Tuesday, October 31, 2017

Putin has Acknowledged Not Stalin’s Crimes But Only Their ‘Excesses,’ Pavlova Says



Paul Goble

            Staunton, October 31 -- Many have been taken in by Vladimir Putin’s participation in the dedication of the Wall of Grief in Moscow this week, Irina Pavlova says; but everyone should recognize that the Kremlin leader’s action is “not a sign of the recognition of the crimes” of Stalin’s time but rather of “the excesses” in repressions under the Soviet dictator.

            “Today,” the US-based Russian historian says, “mass repressions of the Stalinist type aren’t needed and therefore excesses [of those kinds] can and must be recognized and condemned …. Today Russian society even without mass repressions is loyal to the supreme power” (ivpavlova.blogspot.com/2017/10/blog-post_30.html).

            To be sure, Pavlova continues, Russians remain closely monitored by various force structures who find it sufficient to repress “the so-called extremists and terrorists from time to time in order to maintain the necessary tone in society.”  These structures are willing to allow for some fifth column activity to call to popular attention “the idea of its existence.”

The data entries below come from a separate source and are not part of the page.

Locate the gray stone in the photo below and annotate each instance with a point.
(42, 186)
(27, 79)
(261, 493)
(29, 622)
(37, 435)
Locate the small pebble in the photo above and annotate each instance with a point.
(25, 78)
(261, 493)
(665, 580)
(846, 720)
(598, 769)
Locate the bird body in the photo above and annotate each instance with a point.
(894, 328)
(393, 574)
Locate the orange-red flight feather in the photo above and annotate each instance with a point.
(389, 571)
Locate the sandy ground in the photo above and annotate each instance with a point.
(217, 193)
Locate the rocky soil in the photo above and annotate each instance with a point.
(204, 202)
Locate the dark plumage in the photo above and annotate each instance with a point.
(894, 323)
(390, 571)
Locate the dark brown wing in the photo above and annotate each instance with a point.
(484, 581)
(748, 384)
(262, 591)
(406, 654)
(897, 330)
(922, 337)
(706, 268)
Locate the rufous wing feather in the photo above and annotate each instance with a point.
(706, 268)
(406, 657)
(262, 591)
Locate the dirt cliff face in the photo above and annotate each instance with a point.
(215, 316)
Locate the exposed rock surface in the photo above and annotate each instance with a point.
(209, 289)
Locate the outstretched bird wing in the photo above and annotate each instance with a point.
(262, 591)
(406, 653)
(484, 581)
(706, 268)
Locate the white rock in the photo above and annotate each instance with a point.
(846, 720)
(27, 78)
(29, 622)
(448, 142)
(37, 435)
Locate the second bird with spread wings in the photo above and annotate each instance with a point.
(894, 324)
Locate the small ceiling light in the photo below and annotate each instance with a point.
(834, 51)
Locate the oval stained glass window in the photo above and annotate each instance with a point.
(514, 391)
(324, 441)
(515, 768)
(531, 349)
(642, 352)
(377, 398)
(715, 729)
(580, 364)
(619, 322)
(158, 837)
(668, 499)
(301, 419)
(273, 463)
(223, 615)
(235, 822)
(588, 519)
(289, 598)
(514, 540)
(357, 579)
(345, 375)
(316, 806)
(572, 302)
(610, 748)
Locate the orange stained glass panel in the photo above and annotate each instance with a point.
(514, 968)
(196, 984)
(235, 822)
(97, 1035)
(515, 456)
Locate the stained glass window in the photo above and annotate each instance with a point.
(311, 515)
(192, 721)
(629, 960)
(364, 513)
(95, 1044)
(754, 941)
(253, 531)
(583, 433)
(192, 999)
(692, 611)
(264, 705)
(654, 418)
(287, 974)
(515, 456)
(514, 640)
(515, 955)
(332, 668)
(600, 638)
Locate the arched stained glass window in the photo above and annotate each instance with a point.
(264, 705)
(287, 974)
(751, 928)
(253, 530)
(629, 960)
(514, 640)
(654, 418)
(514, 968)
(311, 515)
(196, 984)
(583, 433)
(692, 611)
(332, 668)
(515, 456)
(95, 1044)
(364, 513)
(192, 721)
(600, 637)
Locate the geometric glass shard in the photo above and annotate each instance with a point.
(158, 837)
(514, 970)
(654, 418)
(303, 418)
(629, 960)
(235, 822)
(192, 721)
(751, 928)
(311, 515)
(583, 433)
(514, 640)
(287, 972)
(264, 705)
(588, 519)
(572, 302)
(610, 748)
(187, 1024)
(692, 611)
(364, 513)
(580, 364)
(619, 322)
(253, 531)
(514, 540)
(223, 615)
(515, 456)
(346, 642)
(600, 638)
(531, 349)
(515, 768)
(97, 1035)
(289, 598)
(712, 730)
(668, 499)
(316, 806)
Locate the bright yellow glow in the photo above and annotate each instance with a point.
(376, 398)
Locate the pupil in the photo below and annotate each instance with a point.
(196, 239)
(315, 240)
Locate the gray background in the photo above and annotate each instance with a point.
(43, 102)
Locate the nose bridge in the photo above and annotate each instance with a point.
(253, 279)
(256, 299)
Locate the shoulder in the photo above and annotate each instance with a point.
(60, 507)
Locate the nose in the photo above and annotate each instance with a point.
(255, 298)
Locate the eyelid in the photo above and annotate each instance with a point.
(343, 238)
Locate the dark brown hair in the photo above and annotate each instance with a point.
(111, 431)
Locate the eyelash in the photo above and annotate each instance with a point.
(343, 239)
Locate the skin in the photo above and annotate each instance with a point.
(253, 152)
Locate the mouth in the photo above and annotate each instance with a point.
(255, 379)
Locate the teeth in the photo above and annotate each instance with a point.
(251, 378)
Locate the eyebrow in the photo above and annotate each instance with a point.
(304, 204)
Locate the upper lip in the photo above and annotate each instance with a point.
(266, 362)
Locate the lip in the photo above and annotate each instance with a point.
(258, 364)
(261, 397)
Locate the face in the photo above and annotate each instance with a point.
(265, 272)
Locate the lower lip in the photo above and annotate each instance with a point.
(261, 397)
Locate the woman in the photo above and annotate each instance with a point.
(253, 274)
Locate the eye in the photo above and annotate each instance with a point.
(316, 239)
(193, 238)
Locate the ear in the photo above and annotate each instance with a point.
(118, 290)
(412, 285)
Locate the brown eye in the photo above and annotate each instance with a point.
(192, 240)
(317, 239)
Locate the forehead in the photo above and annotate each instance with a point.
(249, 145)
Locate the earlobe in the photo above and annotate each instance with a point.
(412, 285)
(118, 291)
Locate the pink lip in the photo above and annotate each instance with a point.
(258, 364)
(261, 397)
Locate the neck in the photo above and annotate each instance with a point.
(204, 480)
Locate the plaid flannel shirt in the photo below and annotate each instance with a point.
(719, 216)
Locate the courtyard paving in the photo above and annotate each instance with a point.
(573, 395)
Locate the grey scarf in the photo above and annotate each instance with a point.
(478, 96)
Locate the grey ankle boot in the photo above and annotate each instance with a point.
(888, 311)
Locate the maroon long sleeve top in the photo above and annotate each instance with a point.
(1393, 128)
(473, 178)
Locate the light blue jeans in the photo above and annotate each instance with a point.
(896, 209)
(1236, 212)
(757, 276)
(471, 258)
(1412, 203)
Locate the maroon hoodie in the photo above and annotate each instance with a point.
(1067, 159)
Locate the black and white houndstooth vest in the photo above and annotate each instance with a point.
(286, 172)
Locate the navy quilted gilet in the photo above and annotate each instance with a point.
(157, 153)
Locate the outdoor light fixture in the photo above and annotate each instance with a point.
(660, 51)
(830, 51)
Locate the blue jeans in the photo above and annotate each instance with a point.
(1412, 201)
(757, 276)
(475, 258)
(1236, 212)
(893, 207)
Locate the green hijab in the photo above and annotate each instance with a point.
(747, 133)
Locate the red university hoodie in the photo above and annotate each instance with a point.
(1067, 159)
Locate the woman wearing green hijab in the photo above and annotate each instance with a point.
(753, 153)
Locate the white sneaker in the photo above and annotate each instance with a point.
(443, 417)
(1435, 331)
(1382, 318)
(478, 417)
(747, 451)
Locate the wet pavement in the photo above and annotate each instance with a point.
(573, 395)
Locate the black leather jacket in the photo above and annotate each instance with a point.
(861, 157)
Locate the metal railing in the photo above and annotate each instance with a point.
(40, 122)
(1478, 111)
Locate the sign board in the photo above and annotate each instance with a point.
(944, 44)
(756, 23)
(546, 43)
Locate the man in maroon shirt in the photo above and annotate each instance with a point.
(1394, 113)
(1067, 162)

            It isn’t necessary to repress even that group all the time because Putin’s regime is “advanced Stalinism of the information era, a Stalinism which is not afraid of freedom of speech because it has completely mastered various methods of devaluing” the importance of such speech and other forms of communication.

            Advanced Stalinism is even prepared to have electoral “opponents” like Kseniya Sobchak because its masters know they can control her or make her words irrelevant. After all, the same people who dedicated the Wall of Sorrow this week plan to mark the centenary of the Cheka on December 20.

            Pavlova writes that she has always been against monuments like the one dedicated in Moscow this week because it is not a symbol of a liberation from the past but rather “a symbol of a new version of the pro-Stalinist conception of Soviet history, a symbol of a new edition of Stalinism.”

            “It is extremely indicative,” she continues, “that Russians contributed only 45 million plus rubles for this memorial. The main sum, 300 million, was provided by the Moscow government. I see in this,” Pavlova says, “not indifference as many think but the fact that the simple Russian people” understand what is going on better than the intelligentsia does.

            At the end of the 1980s and the beginning of the 1990s, there was a brief period when the situation was different, when people began to understand. “This was the moment when Memorial could have become not an ordinary NGO but a real social-political movement” that “could have grown into a real opposition to the powers that be.”

            This week, however, Memorial, long ago denounced by the regime as a foreign agent, took part in the dedication of the memorial “together with representatives of the Kremlin,” a measure of how far wrong things have gone and how little Russians and others understand what is going on.